Le milicien sous moi dans l'escalier géant sourit de libération.

- Le dernier et on pourra tous rentrer. Ce sera finit.

Nous lui rendons tous notre sourire et celui devant moi enfonce le bélier dans la porte en bois massif.

Depuis mon « retour », Kara, Gio et Jera se sont mis d'accord pour redémarrer de zéro avec les riches. Mais pas avant d'avoir fait le ménage. À la fin du Blue Struggle, la demie-guerre de Connors, on a commencé le redressement : la répartition des richesses, l'égalité entre tous, l'ouverture de la première cour suprême pour juger les partisans d'Odiel pour crimes de guerre et complicité de meurtre de masse. Les choses commencent à bouger, maintenant. Dans le bon sens. Dans le sens juste.

La porte s'ouvre en grand en claquant contre les murs derrières elles. J'entre en première suivant des autres soldats de la Garde et deux ou trois du clan de Gio. Le milicien est sur mes talons et couvre la première porte à droite alors que j'avance dans l'entrée du penthouse.
- VOUS NE NOUS AUREZ JAMAIS, VOUS ENTENDEZ? JAMAIS!
Lorsque le clic retentit et que j'entends le roulement, ma voix se porte toute seule.
- GRENADE !
Je couvre de mon corps ceux derrière moi mais je ne suis pas assez rapide. La petite boule explose dans le vestibule de l'appartement et des éclats de bois et de verre volent dans l'espace restreint. Une douleur m'assaille au niveau de la joue et de la mâchoire. Une douleur déchirante qui ne s'en va seulement lorsque l'on m'administre une languette de survie.
- Vous ne guérissez pas. Nam, vous ne guérissez pas.
Les Gardes partent à la poursuite de l'occupant des lieux. Quelques coups de feu résonnent. Puis, plus rien.
La brûlure est vive, indéchiffrable, mais j'ai vécu pire comme douleur, comme celle d'être déchirée en deux.
Ma main monte vers la plaie de mon visage et, quand le bout de mon doigt touche une zone sensible, la douleur revient de plus bel.
- Ça s'est refermé ?, demandé-je au milicien qui tient mon menton entre ses doigts. Alors ?
- Non, madame. La blessure est toujours là, même si elle diminue en intensité. Vous ne devriez plus rien avoir. Même rien avoir eu du tout.

*

Plusieurs années plus tard.

L'eau glisse sur mes doigts alors que le verre déborde sous le robinet.
- Merde !, je peste.
Je lève les yeux vers le petit miroir et examine mon visage. Ces horribles plaques de fer sous ma peau reluisent sous la lumière du néon. Le milicien avait tord.
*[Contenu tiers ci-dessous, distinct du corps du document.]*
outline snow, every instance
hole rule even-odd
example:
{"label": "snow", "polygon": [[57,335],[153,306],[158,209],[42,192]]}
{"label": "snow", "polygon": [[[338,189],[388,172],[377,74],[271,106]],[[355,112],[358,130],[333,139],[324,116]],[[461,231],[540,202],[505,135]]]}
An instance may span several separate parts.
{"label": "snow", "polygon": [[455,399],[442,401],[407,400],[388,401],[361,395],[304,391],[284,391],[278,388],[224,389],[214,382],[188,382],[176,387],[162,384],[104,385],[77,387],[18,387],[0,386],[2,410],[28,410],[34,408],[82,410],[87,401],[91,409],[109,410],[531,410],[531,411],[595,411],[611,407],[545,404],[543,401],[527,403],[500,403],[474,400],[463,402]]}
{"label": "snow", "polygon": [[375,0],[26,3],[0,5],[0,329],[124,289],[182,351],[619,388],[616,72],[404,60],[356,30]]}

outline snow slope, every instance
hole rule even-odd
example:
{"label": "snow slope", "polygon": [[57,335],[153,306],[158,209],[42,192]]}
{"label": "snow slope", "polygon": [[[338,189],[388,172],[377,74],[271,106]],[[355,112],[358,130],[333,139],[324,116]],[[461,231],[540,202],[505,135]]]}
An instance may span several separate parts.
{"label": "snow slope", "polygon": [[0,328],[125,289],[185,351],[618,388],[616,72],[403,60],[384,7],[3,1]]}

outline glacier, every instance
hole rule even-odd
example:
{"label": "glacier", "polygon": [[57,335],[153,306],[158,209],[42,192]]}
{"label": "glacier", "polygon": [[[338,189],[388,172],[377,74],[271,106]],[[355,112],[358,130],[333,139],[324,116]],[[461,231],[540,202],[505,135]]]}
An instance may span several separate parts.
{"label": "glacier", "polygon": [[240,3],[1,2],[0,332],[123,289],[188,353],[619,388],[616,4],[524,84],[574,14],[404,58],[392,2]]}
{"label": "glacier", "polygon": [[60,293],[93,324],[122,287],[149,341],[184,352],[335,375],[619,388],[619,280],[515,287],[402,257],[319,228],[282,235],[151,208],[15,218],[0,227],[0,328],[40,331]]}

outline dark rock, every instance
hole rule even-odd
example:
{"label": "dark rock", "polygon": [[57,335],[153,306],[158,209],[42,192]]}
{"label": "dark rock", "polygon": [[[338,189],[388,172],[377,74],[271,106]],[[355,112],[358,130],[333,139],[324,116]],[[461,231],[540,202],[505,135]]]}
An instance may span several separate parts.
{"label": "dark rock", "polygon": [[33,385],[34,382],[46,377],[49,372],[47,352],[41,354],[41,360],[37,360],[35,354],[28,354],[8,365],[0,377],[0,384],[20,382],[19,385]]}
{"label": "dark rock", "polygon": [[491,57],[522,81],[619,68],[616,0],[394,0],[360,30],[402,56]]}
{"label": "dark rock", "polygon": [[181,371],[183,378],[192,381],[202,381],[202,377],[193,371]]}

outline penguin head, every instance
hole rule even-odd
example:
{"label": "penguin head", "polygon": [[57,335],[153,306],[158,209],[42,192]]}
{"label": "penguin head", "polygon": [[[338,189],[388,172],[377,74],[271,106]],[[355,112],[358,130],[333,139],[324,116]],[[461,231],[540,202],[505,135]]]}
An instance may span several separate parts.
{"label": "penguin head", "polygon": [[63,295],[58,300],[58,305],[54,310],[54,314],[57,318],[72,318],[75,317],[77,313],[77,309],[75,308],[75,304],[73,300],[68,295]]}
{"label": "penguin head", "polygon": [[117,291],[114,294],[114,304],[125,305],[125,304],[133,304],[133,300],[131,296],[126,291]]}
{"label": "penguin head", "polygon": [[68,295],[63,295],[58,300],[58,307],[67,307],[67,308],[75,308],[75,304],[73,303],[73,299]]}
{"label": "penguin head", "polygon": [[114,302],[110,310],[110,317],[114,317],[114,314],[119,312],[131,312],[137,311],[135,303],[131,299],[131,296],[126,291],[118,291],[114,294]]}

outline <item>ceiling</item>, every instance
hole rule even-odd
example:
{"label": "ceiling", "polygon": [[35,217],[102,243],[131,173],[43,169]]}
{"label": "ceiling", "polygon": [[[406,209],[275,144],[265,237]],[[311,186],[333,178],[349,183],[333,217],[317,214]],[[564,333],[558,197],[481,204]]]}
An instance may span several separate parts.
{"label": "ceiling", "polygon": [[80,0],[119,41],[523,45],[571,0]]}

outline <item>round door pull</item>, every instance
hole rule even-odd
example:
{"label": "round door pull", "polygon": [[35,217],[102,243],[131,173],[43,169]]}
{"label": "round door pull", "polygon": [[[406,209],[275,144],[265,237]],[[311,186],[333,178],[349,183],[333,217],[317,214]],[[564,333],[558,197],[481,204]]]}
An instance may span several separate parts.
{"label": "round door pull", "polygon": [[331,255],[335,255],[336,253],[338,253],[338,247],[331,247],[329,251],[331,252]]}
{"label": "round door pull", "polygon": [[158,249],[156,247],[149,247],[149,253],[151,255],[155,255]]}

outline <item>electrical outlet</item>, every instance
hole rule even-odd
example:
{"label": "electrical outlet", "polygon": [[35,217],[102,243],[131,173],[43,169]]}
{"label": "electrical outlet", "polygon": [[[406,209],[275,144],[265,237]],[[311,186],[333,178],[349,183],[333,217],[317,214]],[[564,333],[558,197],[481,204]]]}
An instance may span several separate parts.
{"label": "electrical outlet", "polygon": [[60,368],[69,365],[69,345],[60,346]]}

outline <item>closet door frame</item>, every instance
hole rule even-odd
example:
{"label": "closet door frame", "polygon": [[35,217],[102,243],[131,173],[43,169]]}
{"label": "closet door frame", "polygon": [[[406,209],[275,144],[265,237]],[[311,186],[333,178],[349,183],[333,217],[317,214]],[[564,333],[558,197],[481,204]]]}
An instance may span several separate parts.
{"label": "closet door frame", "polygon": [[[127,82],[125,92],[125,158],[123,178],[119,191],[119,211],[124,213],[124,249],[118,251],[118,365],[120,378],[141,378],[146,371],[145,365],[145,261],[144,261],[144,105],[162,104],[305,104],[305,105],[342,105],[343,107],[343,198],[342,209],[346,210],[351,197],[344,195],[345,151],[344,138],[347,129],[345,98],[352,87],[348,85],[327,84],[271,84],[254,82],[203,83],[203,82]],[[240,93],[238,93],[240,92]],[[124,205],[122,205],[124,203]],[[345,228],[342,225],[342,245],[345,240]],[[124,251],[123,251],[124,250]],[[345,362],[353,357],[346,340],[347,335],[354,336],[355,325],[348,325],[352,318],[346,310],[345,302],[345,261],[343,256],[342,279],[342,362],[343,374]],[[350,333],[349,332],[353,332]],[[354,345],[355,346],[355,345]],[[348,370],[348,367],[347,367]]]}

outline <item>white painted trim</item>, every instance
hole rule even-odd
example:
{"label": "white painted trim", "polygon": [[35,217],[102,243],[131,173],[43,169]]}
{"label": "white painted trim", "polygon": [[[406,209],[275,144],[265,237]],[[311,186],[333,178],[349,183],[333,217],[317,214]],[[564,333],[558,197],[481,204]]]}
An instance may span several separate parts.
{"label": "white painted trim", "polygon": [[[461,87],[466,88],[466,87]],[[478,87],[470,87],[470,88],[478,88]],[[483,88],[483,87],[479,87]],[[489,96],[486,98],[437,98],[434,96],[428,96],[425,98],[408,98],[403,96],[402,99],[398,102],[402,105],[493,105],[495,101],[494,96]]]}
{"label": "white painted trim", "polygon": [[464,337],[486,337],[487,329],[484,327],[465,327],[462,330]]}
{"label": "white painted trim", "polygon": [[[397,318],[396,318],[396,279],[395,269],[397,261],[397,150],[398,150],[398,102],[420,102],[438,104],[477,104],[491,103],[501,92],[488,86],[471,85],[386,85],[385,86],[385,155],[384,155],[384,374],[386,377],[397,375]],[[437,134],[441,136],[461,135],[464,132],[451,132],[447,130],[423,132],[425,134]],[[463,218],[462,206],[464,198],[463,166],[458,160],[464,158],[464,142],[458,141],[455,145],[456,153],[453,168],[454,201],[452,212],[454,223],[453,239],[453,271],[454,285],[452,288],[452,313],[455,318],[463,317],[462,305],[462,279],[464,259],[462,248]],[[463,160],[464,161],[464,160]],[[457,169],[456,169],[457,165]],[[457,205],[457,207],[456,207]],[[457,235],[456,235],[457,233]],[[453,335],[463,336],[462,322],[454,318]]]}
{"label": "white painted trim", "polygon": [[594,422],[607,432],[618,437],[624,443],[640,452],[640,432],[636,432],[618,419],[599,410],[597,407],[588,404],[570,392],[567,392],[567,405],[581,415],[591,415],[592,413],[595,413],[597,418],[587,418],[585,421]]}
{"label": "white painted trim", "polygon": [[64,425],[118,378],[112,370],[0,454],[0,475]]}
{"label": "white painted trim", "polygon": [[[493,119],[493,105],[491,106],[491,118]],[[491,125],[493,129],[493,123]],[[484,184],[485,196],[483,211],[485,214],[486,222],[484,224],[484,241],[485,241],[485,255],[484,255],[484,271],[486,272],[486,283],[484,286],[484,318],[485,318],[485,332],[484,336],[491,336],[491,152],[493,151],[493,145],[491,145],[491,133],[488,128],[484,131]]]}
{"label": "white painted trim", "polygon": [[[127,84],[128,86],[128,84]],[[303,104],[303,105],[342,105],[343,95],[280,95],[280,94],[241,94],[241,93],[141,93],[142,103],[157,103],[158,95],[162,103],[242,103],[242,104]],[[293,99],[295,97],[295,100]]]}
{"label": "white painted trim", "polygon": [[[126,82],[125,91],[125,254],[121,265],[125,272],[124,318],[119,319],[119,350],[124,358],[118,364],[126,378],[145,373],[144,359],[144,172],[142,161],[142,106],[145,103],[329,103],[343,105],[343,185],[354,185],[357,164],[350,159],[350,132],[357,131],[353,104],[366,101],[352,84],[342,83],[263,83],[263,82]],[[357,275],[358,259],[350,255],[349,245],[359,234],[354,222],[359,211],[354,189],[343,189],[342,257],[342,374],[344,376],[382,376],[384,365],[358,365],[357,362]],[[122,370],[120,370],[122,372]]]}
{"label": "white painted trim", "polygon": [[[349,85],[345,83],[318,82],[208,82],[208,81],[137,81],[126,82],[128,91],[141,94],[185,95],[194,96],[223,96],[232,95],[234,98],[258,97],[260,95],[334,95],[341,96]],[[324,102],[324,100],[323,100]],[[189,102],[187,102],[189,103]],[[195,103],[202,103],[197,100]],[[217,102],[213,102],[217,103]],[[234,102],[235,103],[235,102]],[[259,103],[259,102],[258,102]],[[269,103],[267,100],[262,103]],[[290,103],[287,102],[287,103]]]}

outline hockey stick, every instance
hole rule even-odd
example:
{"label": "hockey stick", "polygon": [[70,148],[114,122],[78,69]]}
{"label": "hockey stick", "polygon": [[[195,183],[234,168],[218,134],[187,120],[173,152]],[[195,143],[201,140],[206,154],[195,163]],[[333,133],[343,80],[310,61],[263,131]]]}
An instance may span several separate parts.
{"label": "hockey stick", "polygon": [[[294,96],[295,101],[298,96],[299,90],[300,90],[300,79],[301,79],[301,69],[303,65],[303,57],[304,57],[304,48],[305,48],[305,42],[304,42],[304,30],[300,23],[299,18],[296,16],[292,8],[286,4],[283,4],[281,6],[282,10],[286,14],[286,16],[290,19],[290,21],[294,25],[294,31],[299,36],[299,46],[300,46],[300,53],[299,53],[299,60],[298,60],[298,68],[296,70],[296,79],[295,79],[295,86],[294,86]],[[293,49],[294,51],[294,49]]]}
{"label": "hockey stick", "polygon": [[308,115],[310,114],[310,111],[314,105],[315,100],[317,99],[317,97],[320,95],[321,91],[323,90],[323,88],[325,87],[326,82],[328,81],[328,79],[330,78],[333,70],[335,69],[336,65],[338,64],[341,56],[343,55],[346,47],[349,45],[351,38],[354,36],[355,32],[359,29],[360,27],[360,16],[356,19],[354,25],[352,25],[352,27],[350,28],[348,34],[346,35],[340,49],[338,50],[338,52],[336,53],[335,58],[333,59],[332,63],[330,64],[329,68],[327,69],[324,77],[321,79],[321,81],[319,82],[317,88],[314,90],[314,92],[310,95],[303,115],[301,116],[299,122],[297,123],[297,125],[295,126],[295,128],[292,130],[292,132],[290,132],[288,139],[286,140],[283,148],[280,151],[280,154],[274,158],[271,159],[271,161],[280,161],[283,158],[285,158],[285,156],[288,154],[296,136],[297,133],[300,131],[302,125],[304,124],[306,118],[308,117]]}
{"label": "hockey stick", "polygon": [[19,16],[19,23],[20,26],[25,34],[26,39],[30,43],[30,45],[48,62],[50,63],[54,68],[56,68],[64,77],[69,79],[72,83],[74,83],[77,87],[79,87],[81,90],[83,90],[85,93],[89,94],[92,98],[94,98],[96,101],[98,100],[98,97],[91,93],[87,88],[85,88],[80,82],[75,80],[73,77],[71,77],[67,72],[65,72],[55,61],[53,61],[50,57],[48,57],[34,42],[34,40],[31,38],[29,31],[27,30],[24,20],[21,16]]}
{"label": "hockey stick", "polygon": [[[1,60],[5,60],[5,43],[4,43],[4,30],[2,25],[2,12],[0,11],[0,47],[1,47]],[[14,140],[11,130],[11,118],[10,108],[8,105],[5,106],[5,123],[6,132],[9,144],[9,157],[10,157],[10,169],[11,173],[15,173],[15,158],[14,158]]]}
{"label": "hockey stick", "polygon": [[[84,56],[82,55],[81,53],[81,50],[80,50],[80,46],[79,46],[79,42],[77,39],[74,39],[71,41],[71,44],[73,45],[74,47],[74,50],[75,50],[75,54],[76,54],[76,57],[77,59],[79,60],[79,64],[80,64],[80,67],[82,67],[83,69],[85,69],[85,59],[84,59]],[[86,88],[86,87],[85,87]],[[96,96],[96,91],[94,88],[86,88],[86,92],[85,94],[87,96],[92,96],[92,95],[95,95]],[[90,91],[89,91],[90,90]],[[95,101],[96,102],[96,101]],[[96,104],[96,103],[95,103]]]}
Je n'ai jamais guéris.
Je ferme violemment le conduit et renverse le surplus d'eau dans l'évier de la cuisine. Le verre posé sur le plateau voisin, accompagné d'une assiette remplie d'une purée de patates encore fumante, me semble totalement dérisoire. Ça fait dix-neuf ans que je réitère les mêmes gestes, une fois par semaine. Dix-neuf ans. Et toujours pas de changement. Pas le moindre point positif depuis près de vingt putains d'années.
Mes doigts passent dans les fentes et mes bras soulèvent le plateau. Je sors de la cuisine, passe par le salon et enchaine les marches une à une jusqu'au premier étage de la maison.
La porte est entrouverte. Mon épaule la repousse pour laisser passer le reste de mon corps.
Ses cheveux dorés voltigent dans son dos alors qu'elle vérifie les fils de l'intraveineuse, à l'intérieur duquel coule un liquide couleur bordeaux, presque noir.
- Il faudra refaire des poches, avant que tu ne partes. Il n'en reste plus beaucoup pour la fin de la semaine.
- Je les ai faites avant de venir. Je les ai déjà mise au frais, dans la salle de bain.
- Super, me répond-elle.
Elle se décale et me regarde avec un sourire bienveillant. Je ne le lui rends pas.
Derrière elle se trouve le lit. Le drap et la couverture grise recouvrent ses jambes et une partie de son abdomen. Quand Vera se décale, ses yeux rencontrent les miens.
- Salut, Nam.
- T'as une sale gueule.
Kasey sourit et je le lui rends. À lui. Vera lève les yeux au ciel et nous laisse seuls en refermant la porte derrière elle. Il se redresse sur ses coussins pour pouvoir manger confortablement. Le voir comme ça me fait mal au cœur. Et dire que j'en suis la responsable est totalement et irrévocablement vrai.
Je pose le plateau au-dessus de ses cuisses et il saisit la cuillère et l'assiette alors que je place le torchon sur son torse.
Il a les yeux creux, les cernes noires, la bouche gercée, le teint terne et il tousse sans arrêt. Même après sa mort, Connors et son pluratium continuent de nous pourrir la vie. Surtout celle de Kasey.
- C'est demain, l'assemblée?
- Oui. Tu veux que je dises quelque chose en ton nom?
- Non, tu parleras assez pour nous deux, je pense. Après tout, c'est toi qui est la première concernée. Elle a tenté de te tuer quand même.
Je le regarde en train de manger cette purée. Sa main frêle tremblote mais il agit comme s'il était en possession de tous ses moyens. Mais qu'est-ce qu'il nous est arrivé ?
- J'ai fais tes perfusions. Vera s'en occupera aujourd'hui. Je dois partir pour Osgor demain très tôt. Je dois allée me reposer.
Je me lève et remets mon pantalon correctement. Kasey pose la cuillère dans l'assiette et saisit ma main.
- Fais attention sur la route. Et dis-leur que je les aime.
Je lui souris pour le rassurer.
- Je passerai demain soir pour te faire le compte rendu de l'assemblée. Mais si je rentre trop tard, je te le ferai savoir et je passerai le lendemain matin.
- Nam?
Je m'arrête pour le regarder attentivement. Il a vraiment une sale gueule.
- Berty t'a dis quoi, la dernière fois qu'il t'a vu?, le coupé-je.
- Il m'a dit que je stagnais. On a réussi à le contenir mais je devrais vivre avec toute ma vie.
Je secoue la tête de haut en bas pour finalement la baisser.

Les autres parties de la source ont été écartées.